🤖 AI Summary
This study formalizes, for the first time, the problem of machine learning configuration selection under multiple operational constraints in malware detection and proposes a context-aware FDM decision framework. The framework maps five operational parameters—including platform constraints and resource budgets—onto nine configuration dimensions via a Weighted Configuration Compatibility Score (WCCS) to generate optimal configuration recommendations. Experimental results demonstrate that XGBoost achieves 97.46% accuracy on binary classification tasks with memory usage below 70 MB; integrating class-incremental learning incurs only a 0.65% accuracy drop; transfer learning yields an average 2.14× speedup; and autoencoder-based preprocessing accelerates training by 14× with merely a 0.86% accuracy loss. This work delivers a quantifiable and scalable configuration optimization solution for real-world deployment scenarios.
📝 Abstract
Selecting appropriate machine learning (ML) configurations for malware detection is a complex, multi-criteria problem. Model choice, feature engineering, and update mechanisms must jointly satisfy operational constraints that vary across deployment contexts. This paper proposes the Framework for Decision-making (FDM) to build ML-based malware detection systems.

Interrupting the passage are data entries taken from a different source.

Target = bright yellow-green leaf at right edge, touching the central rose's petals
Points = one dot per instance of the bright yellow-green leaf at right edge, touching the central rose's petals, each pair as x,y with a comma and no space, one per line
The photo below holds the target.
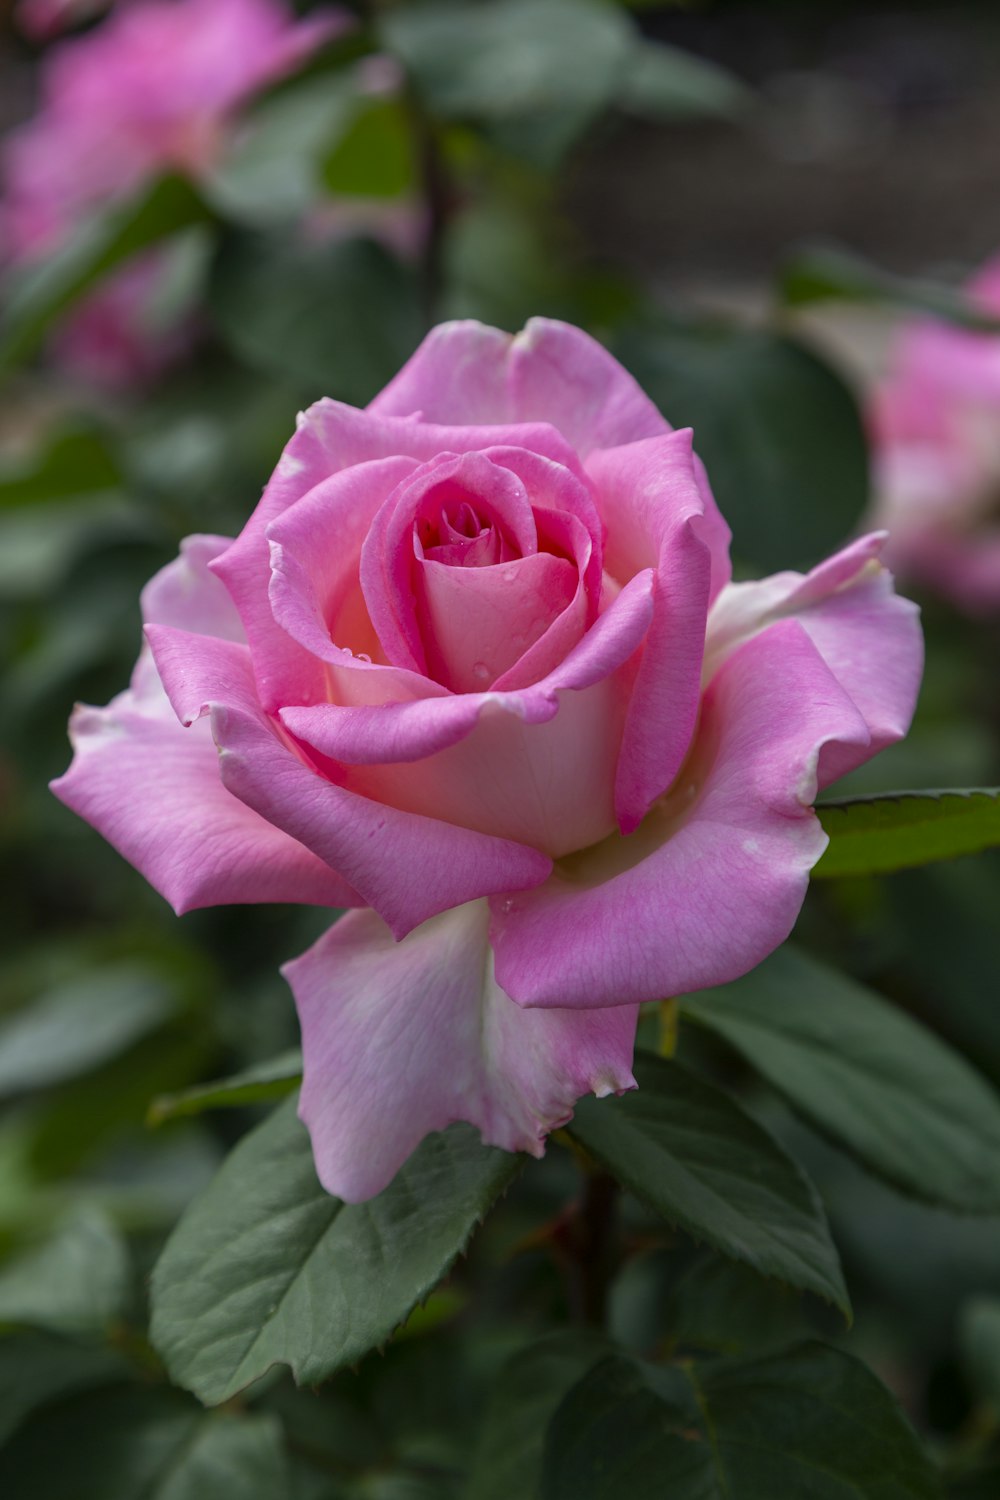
903,830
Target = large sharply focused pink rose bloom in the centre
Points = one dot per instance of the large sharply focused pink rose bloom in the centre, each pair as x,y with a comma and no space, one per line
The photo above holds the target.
476,668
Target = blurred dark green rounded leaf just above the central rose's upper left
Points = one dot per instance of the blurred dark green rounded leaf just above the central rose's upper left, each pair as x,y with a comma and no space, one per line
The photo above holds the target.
340,317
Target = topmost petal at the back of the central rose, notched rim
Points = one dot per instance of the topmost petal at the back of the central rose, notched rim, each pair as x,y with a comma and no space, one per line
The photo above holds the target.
467,373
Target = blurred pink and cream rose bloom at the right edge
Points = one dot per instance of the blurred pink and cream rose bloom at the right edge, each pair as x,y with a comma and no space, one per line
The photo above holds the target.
936,434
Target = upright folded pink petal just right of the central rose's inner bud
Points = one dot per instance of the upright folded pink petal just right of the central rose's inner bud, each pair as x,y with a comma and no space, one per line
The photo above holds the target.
654,508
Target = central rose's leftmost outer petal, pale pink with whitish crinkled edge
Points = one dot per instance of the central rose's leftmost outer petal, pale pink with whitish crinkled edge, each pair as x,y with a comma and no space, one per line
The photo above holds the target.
154,790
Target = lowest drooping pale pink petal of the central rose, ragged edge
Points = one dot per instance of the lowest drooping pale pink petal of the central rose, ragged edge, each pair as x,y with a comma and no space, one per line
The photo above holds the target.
404,1039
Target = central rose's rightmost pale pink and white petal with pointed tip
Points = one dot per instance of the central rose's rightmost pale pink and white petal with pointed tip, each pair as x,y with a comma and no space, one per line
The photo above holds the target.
869,637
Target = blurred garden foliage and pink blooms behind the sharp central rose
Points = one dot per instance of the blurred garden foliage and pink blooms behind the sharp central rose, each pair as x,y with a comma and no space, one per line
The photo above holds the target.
764,211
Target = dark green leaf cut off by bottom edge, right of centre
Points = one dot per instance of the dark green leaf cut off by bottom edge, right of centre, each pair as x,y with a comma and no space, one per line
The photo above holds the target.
804,1423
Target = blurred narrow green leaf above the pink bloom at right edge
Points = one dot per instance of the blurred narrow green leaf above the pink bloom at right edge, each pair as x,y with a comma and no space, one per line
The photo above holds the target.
824,274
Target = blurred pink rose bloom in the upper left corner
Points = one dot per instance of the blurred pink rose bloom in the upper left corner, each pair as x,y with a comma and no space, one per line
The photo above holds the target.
154,89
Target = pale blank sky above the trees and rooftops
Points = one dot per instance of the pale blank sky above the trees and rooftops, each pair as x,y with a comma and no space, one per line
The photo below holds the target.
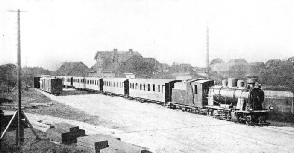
56,31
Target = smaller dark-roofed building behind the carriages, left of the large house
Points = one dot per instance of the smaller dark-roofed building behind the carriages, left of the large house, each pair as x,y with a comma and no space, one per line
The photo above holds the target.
73,69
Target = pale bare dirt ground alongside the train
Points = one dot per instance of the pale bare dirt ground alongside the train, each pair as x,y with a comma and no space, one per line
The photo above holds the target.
165,130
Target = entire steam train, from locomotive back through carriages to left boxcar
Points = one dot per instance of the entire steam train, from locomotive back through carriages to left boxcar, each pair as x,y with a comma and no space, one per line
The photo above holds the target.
233,100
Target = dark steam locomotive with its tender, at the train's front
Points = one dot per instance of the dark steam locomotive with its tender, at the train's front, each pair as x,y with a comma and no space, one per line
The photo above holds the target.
230,101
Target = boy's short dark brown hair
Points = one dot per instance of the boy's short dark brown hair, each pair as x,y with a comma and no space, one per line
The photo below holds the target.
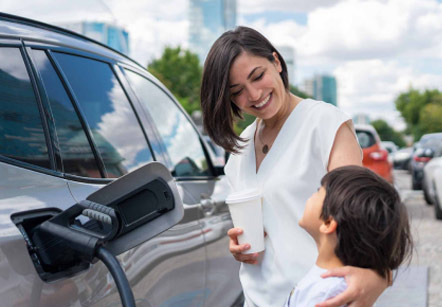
373,229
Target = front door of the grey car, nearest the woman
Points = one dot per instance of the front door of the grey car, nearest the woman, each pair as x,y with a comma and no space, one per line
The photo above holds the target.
203,192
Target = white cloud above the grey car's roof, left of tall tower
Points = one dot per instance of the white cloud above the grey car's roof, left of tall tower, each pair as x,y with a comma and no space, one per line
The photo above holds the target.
151,24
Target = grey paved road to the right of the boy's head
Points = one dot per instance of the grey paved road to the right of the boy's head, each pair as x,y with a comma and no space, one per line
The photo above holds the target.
427,236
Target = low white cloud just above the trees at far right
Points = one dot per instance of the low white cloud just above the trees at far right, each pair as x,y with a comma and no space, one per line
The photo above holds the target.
371,87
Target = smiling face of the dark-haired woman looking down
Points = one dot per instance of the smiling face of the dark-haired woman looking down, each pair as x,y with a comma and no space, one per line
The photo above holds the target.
256,86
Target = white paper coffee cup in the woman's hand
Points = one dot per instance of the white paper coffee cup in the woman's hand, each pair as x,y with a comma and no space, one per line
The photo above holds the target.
246,211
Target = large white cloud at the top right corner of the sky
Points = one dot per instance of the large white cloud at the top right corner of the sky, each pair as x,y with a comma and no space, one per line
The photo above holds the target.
372,29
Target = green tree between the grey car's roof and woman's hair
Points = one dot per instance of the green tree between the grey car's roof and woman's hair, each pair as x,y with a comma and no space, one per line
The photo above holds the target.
180,72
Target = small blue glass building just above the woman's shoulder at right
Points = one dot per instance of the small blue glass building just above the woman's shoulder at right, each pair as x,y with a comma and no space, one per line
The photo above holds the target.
322,87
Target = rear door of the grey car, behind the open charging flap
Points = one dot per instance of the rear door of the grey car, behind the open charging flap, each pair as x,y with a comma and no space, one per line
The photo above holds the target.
100,137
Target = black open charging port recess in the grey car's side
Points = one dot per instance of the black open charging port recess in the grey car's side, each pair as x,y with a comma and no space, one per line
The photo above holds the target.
28,222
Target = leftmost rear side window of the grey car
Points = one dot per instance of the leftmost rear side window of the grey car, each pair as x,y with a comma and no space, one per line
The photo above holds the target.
21,131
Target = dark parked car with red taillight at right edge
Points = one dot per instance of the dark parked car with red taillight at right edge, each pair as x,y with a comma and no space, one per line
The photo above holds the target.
423,153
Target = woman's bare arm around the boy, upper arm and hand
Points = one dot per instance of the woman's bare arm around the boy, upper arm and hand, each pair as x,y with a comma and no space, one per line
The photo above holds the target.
364,285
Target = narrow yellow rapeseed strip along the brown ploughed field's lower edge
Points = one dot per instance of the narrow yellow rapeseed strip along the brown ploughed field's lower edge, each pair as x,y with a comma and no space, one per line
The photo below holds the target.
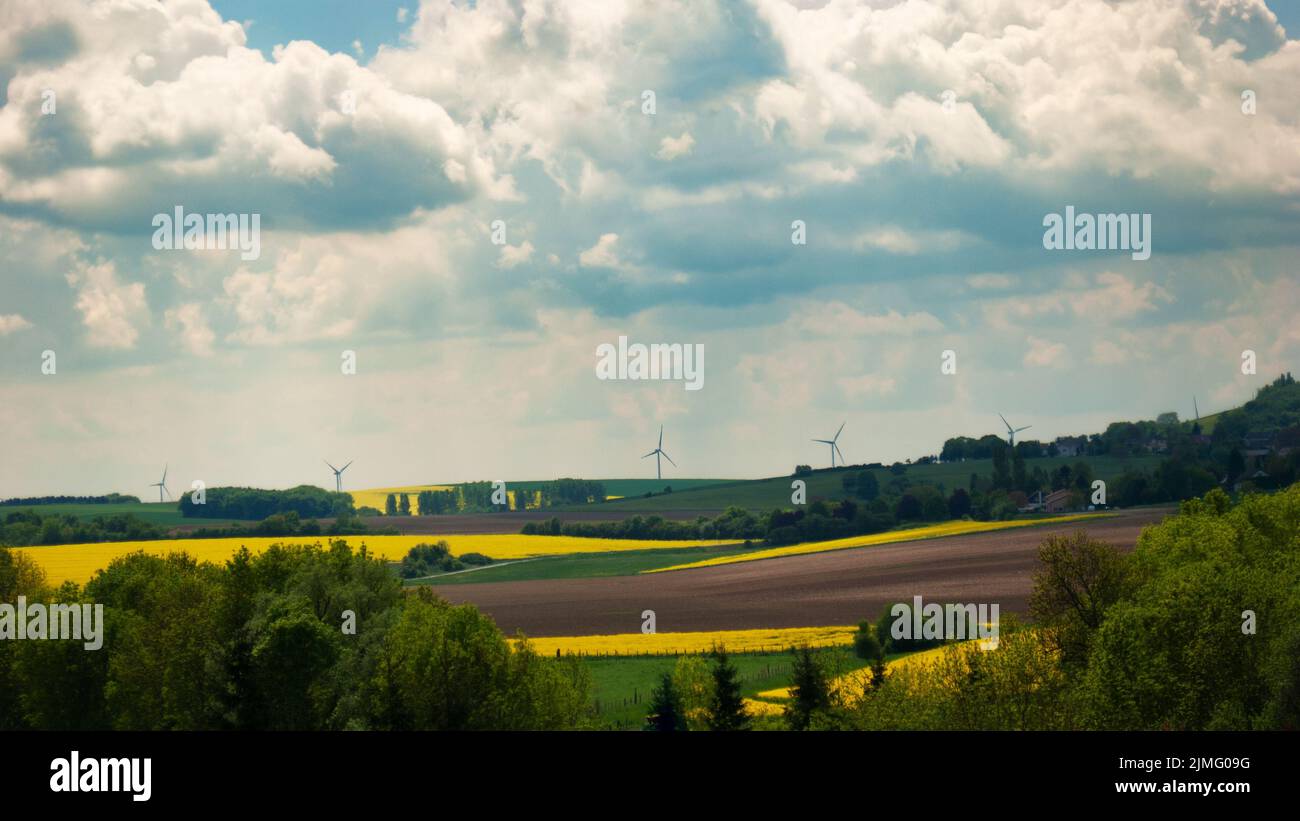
735,641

The FDM formalises this selection process using the Weighted Configuration Compatibility Score (WCCS), a multi-criteria scoring function mapping five operational parameters (platform constraint, resource budget, response latency, update frequency, and detection sensitivity) to ranked recommendations across nine configuration dimensions. To validate the framework, four experiments were conducted on three datasets (a private Windows API dataset, the public Malimg image benchmark, and an Android static API dataset). Key results include: (i) XGBoost achieved the best accuracy-to-resource ratio in binary classification (97.46 % test accuracy, <70 MB RAM), outperforming LSTM/BiLSTM which consumed up to 2.8 GB; (ii) in multi-class classification, classical models (XGBoost 79.03 %) outperformed recurrent deep models (BiLSTM 72.27 %), reversing the binary ranking; (iii) class-incremental learning with EfficientNetB0 maintained 99.13 % accuracy with only 0.65 pp degradation across 11 incremental steps; (iv) transfer learning reduced training time by 2.14 times on average for image-based malware data without significant accuracy cost; and (v) autoencoder pre-processing yielded a 14 times training speedup at a cost of only 0.86 pp accuracy. These findings confirm that the optimal ML configuration is context-dependent, validating the FDM's core premise and demonstrating its practical utility for cybersecurity practitioners.